Postulons que la stabilité en Haïti serait vraiment souhaitée par les É-U, alors qu’ils s’engagent dans un dialogue clair et concret avec leurs représentants, en mettant intelligemment en avant notre proximité géographique, nos intérêts communs en matière de sécurité, de migration, de lutte contre le narcotrafic et la criminalité organisée, ainsi que les atouts positifs de notre diaspora […] ?

Au terme de ces considérations essentielles, d’autres questions, que nous laisserons à votre sagacité le soin de débattre, émergent :

  1. Ne faudrait-il pas envisager une forme de nouvelle indépendance avant de définir tout nouveau partenariat international ?
  2. Comment sortir de cette posture humiliante de mendicité (qui me rappelle les considérations justes du feu professeur Leslie F. Manigat) et de supplication permanentes sans résoudre nous-mêmes la problématique sécuritaire posée par les gangs armés ?
  3. Est-il stratégiquement pertinent de se disperser vers des alliances éloignées au détriment de l’évidence de la proximité géographique et des urgences existentielles ?
  4. Ne devrait-on pas d’abord examiner, sans faux-semblants, sans passion mais avec lucidité, les avantages et inconvénients d’une coopération avec un partenaire que l’histoire et la géographie placent à notre seuil, dans une alliance pragmatique susceptible de stabiliser Haïti, de dynamiser durablement son économie, et surtout d’instaurer un nouveau cadre de respect des intérêts communs ?

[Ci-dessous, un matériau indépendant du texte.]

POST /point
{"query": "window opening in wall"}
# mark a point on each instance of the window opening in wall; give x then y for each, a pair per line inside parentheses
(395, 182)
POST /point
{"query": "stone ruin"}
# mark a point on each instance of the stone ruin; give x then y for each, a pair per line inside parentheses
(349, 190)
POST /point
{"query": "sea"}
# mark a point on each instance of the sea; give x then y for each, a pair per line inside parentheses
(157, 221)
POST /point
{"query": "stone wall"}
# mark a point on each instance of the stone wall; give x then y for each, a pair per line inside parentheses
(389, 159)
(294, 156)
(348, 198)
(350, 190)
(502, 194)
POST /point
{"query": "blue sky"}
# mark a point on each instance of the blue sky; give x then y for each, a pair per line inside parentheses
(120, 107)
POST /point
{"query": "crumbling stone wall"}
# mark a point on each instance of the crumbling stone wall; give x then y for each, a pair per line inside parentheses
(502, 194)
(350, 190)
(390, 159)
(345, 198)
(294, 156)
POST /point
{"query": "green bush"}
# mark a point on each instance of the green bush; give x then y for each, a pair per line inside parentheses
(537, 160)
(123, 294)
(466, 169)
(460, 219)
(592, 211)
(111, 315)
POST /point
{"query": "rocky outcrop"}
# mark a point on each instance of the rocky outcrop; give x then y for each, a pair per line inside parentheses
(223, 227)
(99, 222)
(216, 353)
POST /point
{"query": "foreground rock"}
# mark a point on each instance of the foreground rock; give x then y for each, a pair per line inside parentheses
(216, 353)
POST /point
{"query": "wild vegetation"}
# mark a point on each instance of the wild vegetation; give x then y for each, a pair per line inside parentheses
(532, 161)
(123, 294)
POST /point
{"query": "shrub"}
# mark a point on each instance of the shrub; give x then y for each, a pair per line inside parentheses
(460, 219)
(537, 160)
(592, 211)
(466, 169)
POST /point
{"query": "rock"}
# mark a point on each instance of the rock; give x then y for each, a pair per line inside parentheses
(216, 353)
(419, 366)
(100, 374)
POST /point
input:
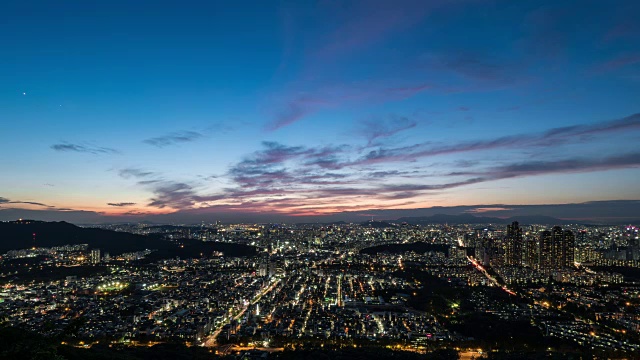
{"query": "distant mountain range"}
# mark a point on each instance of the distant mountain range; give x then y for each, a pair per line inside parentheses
(20, 235)
(471, 219)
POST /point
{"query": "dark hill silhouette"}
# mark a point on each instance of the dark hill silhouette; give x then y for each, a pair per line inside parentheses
(19, 235)
(471, 219)
(419, 247)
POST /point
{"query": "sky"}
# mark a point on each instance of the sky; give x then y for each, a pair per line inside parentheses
(272, 110)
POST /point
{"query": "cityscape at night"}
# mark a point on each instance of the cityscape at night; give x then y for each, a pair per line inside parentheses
(357, 179)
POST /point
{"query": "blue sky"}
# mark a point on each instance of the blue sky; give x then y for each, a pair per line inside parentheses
(312, 108)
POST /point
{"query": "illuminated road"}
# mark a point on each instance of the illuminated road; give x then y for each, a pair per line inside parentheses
(210, 341)
(488, 276)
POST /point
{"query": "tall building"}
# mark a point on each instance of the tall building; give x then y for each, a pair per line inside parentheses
(530, 256)
(568, 248)
(556, 249)
(545, 255)
(513, 245)
(95, 256)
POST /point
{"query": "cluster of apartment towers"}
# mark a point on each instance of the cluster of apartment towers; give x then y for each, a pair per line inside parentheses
(550, 250)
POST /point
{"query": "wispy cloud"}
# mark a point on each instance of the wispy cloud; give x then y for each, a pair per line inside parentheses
(123, 204)
(550, 137)
(7, 201)
(618, 62)
(376, 128)
(173, 138)
(135, 173)
(82, 148)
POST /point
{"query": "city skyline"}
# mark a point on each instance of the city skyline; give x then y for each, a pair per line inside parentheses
(309, 110)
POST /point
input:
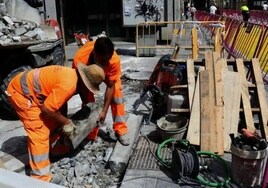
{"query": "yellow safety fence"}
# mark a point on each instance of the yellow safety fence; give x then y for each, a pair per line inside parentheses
(243, 40)
(152, 36)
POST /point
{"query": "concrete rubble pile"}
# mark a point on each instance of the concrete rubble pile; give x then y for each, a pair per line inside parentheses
(87, 167)
(14, 31)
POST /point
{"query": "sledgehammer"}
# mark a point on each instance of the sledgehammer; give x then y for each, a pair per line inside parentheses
(83, 127)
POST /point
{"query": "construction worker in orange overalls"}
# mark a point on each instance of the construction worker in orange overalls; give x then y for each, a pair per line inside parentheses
(38, 96)
(102, 52)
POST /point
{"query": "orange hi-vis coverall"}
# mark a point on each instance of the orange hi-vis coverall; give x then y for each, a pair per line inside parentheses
(29, 90)
(112, 72)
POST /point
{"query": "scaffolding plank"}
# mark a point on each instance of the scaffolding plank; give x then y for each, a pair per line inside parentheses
(231, 105)
(245, 96)
(261, 96)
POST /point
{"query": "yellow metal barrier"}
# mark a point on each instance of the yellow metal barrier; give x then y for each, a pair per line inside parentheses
(151, 36)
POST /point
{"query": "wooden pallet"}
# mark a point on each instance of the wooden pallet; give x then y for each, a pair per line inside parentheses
(219, 101)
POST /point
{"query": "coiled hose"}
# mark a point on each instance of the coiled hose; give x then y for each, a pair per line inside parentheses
(200, 178)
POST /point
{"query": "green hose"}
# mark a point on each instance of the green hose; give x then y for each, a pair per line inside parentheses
(200, 178)
(160, 148)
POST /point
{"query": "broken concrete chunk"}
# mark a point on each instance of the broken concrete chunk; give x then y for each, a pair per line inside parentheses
(30, 34)
(16, 39)
(20, 31)
(8, 20)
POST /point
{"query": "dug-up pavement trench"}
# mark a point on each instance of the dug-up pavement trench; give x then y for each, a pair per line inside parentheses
(13, 137)
(87, 167)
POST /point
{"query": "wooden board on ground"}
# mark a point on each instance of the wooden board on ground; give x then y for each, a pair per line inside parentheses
(231, 98)
(245, 95)
(261, 97)
(193, 132)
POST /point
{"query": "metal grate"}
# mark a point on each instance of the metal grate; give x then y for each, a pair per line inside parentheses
(142, 157)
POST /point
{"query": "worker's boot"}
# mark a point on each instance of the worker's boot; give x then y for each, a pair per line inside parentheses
(82, 114)
(93, 134)
(124, 139)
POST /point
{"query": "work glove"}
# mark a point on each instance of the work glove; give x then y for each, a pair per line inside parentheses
(69, 129)
(82, 114)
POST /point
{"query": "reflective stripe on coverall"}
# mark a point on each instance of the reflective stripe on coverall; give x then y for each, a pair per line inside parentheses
(27, 92)
(112, 72)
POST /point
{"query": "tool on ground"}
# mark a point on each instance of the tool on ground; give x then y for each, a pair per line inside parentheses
(84, 127)
(94, 133)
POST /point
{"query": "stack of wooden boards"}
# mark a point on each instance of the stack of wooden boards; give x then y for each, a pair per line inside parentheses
(224, 96)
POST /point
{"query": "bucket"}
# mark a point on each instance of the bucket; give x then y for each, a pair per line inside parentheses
(248, 166)
(172, 127)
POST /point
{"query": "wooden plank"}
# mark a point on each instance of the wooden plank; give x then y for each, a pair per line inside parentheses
(205, 111)
(176, 110)
(261, 97)
(194, 43)
(191, 80)
(218, 71)
(218, 66)
(231, 98)
(193, 132)
(245, 96)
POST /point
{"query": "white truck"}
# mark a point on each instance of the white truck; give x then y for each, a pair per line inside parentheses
(27, 40)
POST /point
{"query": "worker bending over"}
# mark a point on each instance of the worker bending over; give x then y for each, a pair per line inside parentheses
(102, 52)
(39, 97)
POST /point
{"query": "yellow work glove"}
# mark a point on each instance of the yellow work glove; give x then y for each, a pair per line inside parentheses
(68, 129)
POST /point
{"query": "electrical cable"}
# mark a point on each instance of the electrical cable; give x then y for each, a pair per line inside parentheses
(200, 178)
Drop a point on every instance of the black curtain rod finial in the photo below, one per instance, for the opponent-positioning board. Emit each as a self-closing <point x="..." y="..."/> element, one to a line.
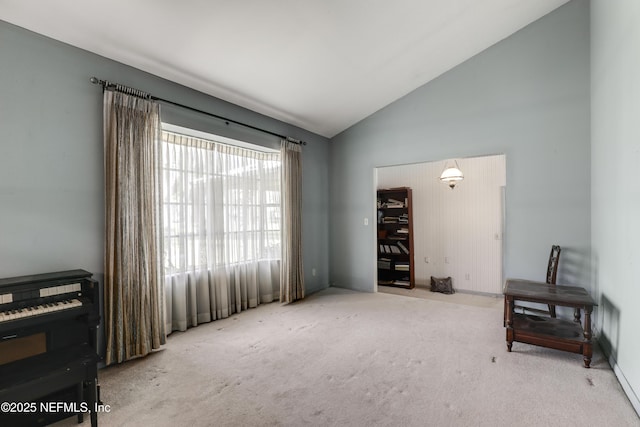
<point x="146" y="95"/>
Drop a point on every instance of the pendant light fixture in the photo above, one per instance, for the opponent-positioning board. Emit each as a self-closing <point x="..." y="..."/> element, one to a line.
<point x="451" y="174"/>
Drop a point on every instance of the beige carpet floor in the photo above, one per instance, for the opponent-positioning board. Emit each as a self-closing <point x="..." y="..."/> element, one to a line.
<point x="342" y="358"/>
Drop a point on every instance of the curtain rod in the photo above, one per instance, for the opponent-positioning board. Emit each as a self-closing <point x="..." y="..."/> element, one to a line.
<point x="131" y="91"/>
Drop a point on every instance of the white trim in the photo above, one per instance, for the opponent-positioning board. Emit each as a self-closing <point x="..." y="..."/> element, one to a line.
<point x="626" y="387"/>
<point x="216" y="138"/>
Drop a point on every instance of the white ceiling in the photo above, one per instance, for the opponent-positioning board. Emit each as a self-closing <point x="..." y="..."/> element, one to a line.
<point x="322" y="65"/>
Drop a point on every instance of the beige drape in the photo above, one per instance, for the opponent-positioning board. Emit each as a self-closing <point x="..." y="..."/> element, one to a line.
<point x="291" y="268"/>
<point x="133" y="295"/>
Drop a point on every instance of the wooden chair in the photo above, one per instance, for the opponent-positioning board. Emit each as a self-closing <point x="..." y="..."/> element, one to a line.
<point x="552" y="273"/>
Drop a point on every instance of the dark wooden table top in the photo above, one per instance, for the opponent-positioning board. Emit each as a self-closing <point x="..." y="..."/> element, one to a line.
<point x="567" y="296"/>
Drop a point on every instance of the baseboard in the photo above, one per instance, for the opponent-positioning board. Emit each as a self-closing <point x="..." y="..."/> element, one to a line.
<point x="628" y="390"/>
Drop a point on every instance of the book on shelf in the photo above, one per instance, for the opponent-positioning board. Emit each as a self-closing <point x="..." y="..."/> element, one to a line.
<point x="403" y="247"/>
<point x="402" y="266"/>
<point x="384" y="263"/>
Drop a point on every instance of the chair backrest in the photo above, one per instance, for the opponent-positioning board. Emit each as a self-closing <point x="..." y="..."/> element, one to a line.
<point x="552" y="268"/>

À ces interrogations, nous répondons sans détour : gagnons d’abord, de manière concrète et durable, la bataille sécuritaire contre les gangs armés, puis osons dialoguer avec les États-Unis d’Amérique dans un rapport d’équilibre qui sera portée par des leviers alternatifs d’influence, forts d’une Haïti unie derrière ce succès. Organisons ensuite des élections pour que les élus élaborent et adoptent un projet national ambitieux, à la hauteur de notre histoire et de nos aspirations, privilégiant notre proximité géographique et nos intérêts sécuritaires communs avec le grand voisin Nord-américain (migration, narcotrafic, etc.), et l’exploitation mutuellement bénéfique de nos ressources naturelles. Mobilisons la force économique et intellectuelle de notre diaspora (1,5 million de personnes) ainsi que de la Jeunesse représentant 65 % de la population active.

« L’unité d’abord vers le pragmatisme ». Tel doit être le nouveau credo d’une Haïti unie et forte enfin tournée vers un avenir que nous souhaitons prospère et durable.